T-VEC Data in the Neoadjuvant Setting in Melanoma

Transcript:Robert H.I. Andtbacka, MD, CM: I think, also for this, we have additional neoadjuvant therapies, as well, that we are doing, including therapies with oncolytic viruses that we’re injecting. One of those studies is using talimogene laherparepvec, also known as T-VEC. T-VEC has been shown, in a randomized study, to be beneficial for patients with unresectable melanoma, specifically patients who have this early disease with the in-transit lesions or who have lymph node metastases or stage IV M1a, which are distant lymph nodes—so, they’re distant subcutaneous metastases. So, in that study, patients who were treated with T-VEC had a 59% lower risk of developing distant disease to lungs, liver, and other areas compared to the control arm, which was GM-CSF (granulocyte-macrophage colony-stimulating factor), leading us to believe that some of these oncolytic immunotherapies may be able to be used in this early setting of patients to try to prevent them from developing recurrence and distant disease.

Now, that was in unresectable patients. So, we’re now taking just the patients that have resectable disease and asking the same question: can we then treat these patients with T-VEC for 3 months and then do surgery versus doing surgery up front? And do we see a difference, then, in the risk of recurrence for these patients? Again, we don’t know the answer to that. This is done in a clinical trial.

I really want to emphasize that all of this really should be done in the clinical trials in order to get appropriate data and be able to follow these patients appropriately. I think it is very exciting for us in melanoma that we now have therapies that we can take early on and really use in the setting for these patients that have a very high risk of recurrence of their disease. Now, the question then becomes, Georgina, if you have these patients that you treat on a clinical trial with a BRAF/MEK combination and they have a complete response, do we still have to do surgery for these patients?

Georgina Long, MD: Absolutely. It’s a clinical trial, and without the pathological assessment, we can’t actually say whether they’ve had a pathological complete response. And that is the endpoint of interest. We know from the metastatic setting that patients who undergo a complete response there do better long term. We need to assess this and get the data around that.
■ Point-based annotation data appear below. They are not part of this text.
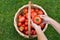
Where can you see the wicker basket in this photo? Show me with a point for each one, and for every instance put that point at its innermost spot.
(15, 18)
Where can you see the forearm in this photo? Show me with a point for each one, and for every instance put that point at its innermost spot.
(40, 34)
(55, 25)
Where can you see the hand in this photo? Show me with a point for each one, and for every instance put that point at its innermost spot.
(35, 26)
(45, 18)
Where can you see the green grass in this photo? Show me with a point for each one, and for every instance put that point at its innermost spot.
(8, 8)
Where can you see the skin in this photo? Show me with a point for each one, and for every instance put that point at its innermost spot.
(54, 23)
(48, 20)
(40, 34)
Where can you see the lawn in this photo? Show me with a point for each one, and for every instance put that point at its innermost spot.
(8, 8)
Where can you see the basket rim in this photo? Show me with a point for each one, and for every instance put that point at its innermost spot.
(15, 23)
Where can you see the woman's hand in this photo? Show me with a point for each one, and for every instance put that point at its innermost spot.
(35, 26)
(46, 18)
(40, 34)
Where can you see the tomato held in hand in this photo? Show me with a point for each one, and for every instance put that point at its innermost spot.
(40, 12)
(26, 32)
(33, 14)
(21, 28)
(26, 28)
(19, 24)
(37, 20)
(42, 25)
(25, 10)
(32, 10)
(22, 19)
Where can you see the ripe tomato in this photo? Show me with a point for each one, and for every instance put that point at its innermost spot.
(23, 25)
(19, 16)
(26, 32)
(37, 10)
(21, 28)
(26, 15)
(33, 14)
(40, 12)
(32, 10)
(33, 32)
(26, 23)
(25, 10)
(26, 28)
(37, 20)
(19, 24)
(42, 25)
(22, 19)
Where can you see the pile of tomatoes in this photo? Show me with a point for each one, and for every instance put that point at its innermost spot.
(22, 20)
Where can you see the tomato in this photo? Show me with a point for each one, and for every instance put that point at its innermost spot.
(19, 24)
(42, 25)
(26, 23)
(37, 20)
(40, 12)
(36, 9)
(19, 16)
(33, 32)
(32, 10)
(22, 19)
(26, 15)
(26, 32)
(23, 25)
(33, 14)
(21, 28)
(25, 10)
(26, 28)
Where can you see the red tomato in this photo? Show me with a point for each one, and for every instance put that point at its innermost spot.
(32, 10)
(19, 24)
(26, 23)
(23, 25)
(33, 32)
(25, 10)
(22, 19)
(19, 16)
(40, 12)
(26, 28)
(37, 20)
(33, 14)
(26, 32)
(42, 25)
(21, 28)
(26, 15)
(36, 9)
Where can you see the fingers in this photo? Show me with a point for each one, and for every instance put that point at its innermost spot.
(42, 16)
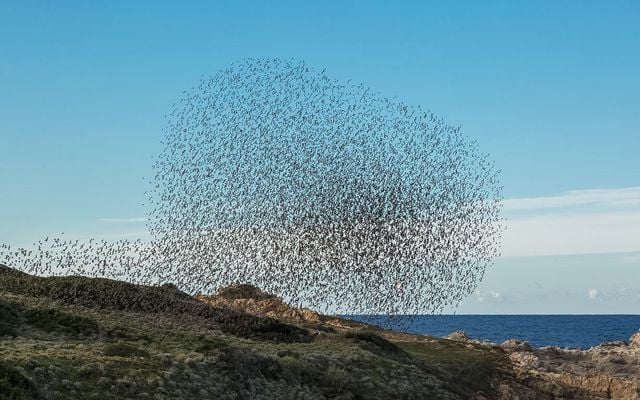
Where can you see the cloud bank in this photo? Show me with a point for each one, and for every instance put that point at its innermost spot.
(574, 222)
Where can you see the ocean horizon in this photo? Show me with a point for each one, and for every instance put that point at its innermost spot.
(562, 330)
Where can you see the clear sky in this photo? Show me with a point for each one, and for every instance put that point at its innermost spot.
(551, 89)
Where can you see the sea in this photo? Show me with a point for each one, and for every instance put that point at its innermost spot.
(572, 331)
They must go on to have their surgery, even if there’s nothing to see radiologically, so that we can see the microenvironment and get a full assessment pathologically. And in terms of treatment beyond the surgery, just for equipoise with the current clinical trials or the clinical trials that have been opened and now closed, we continue treatment for 12 months.
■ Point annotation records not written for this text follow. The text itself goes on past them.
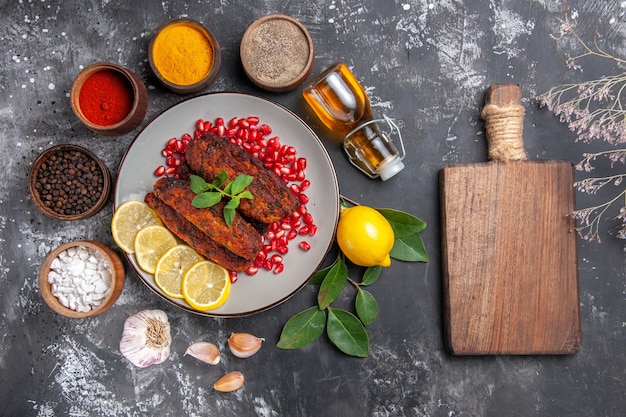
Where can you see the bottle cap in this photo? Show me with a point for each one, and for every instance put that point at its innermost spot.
(391, 169)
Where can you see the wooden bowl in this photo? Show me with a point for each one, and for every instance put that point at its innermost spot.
(182, 53)
(277, 53)
(118, 276)
(38, 195)
(128, 84)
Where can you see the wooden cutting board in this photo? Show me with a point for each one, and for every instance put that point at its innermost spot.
(509, 252)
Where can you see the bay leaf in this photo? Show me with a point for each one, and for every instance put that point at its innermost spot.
(409, 249)
(347, 332)
(371, 275)
(402, 223)
(333, 284)
(302, 329)
(366, 306)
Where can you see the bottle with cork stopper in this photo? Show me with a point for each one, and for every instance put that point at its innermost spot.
(342, 105)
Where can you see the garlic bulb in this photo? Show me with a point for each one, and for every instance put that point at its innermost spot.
(204, 351)
(244, 345)
(232, 381)
(146, 338)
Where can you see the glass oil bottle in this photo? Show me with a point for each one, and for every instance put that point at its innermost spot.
(342, 105)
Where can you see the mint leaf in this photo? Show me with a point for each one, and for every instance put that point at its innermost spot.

Robert H.I. Andtbacka, MD, CM: And I guess that’s also something that we need to determine as well—the need of that additional therapy, the adjuvant therapy—through clinical trials. I think that the advantage of neoadjuvant therapy, such as this, on a clinical trial is that it really gives us the opportunity to study the effects that these drugs have on the tumor, on the immune system, and on the tumor microenvironment, and probably for us to gain a better understanding that we sometimes can do this in patients with stage IV metastatic disease. I think that this really will help us, not only in these patients with stage III disease that we’re treating, but also later on in patients with stage IV disease as well.